Feature engineering - Machine Learning Lens

Feature engineering

Every unique attribute of the data is considered a “feature” (also known as “attribute”). For example, when designing a solution for predicting customer churn, the data used typically includes features such as customer location, age, income level, and recent purchases.

        Figure 11 includes the key components for the feature engineering phase. 
          These components include: feature selection, feature transformation, feature creation, 
          and feature extraction that is automated in deep learning.

Figure 11: Feature engineering main components

Feature engineering is a process to select and transform variables when creating a predictive model using machine learning or statistical modeling. Feature engineering typically includes feature creation, feature transformation, feature extraction, and feature selection as listed in Figure 11. With deep learning, feature engineering is automated as part of the algorithm learning.

  • Feature creation refers to the creation of new features from existing data to help with better predictions. Examples of feature creation include: one-hot-encoding, binning, splitting, and calculated features.

  • Feature transformation and imputation include steps for replacing missing features or features that are not valid.
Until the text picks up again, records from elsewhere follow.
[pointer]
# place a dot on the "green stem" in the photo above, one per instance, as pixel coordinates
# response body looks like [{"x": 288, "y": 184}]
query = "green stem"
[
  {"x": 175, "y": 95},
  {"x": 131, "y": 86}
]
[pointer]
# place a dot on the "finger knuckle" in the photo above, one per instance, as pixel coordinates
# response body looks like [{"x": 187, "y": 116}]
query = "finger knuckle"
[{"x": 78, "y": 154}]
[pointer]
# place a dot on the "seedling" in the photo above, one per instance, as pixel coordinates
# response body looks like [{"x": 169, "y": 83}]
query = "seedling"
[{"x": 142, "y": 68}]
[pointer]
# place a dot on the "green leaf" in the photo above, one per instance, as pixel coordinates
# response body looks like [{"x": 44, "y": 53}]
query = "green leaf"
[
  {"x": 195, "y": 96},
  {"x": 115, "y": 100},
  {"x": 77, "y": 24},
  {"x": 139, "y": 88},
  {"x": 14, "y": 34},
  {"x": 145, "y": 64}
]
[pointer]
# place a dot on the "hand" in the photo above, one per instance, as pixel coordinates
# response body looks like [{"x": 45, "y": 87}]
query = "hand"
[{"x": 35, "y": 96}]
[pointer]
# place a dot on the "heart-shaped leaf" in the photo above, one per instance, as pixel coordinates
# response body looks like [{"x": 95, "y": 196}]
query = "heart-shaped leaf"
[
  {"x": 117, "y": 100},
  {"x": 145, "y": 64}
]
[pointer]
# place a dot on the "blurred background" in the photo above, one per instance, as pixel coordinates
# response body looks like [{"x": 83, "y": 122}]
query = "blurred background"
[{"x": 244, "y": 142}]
Some techniques include: forming Cartesian products of features, non-linear transformations (such as binning numeric variables into categories), and creating domain-specific features.
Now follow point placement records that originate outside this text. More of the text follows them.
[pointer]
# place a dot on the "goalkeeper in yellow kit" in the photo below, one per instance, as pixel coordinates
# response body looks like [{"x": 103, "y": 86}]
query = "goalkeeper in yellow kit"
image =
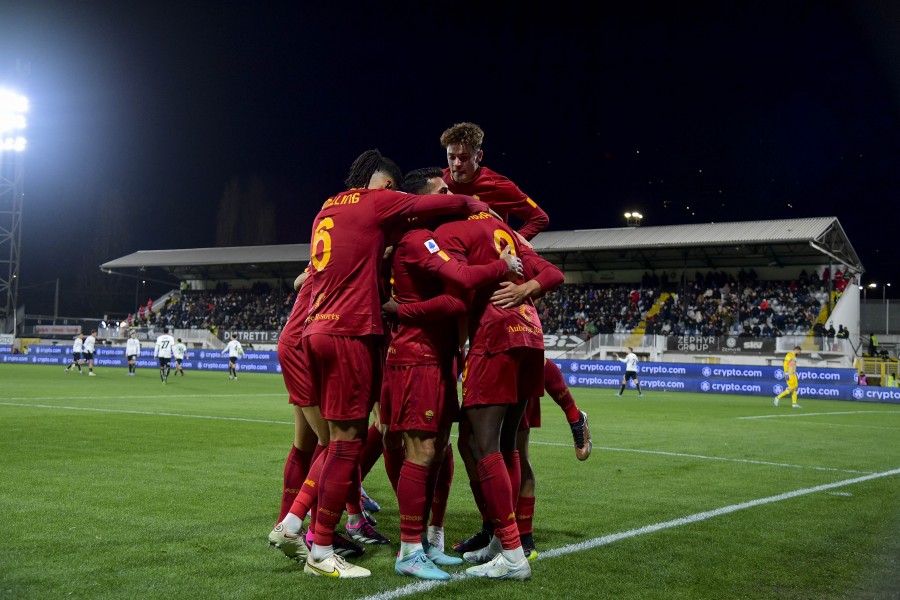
[{"x": 790, "y": 374}]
  • Feature extraction involves reducing the amount of data to be processed using dimensionality reduction techniques. These techniques include: Principal Components Analysis (PCA), Independent Component Analysis (ICA), and Linear Discriminant Analysis (LDA). This reduces the amount of memory and computing power required, while still accurately maintaining original data characteristics.

  • Feature selection is the process of selecting a subset of extracted features. This is the subset that is relevant and contributes to minimizing the error rate of a trained model. Feature importance score and correlation matrix can be factors in selecting the most relevant features for model training.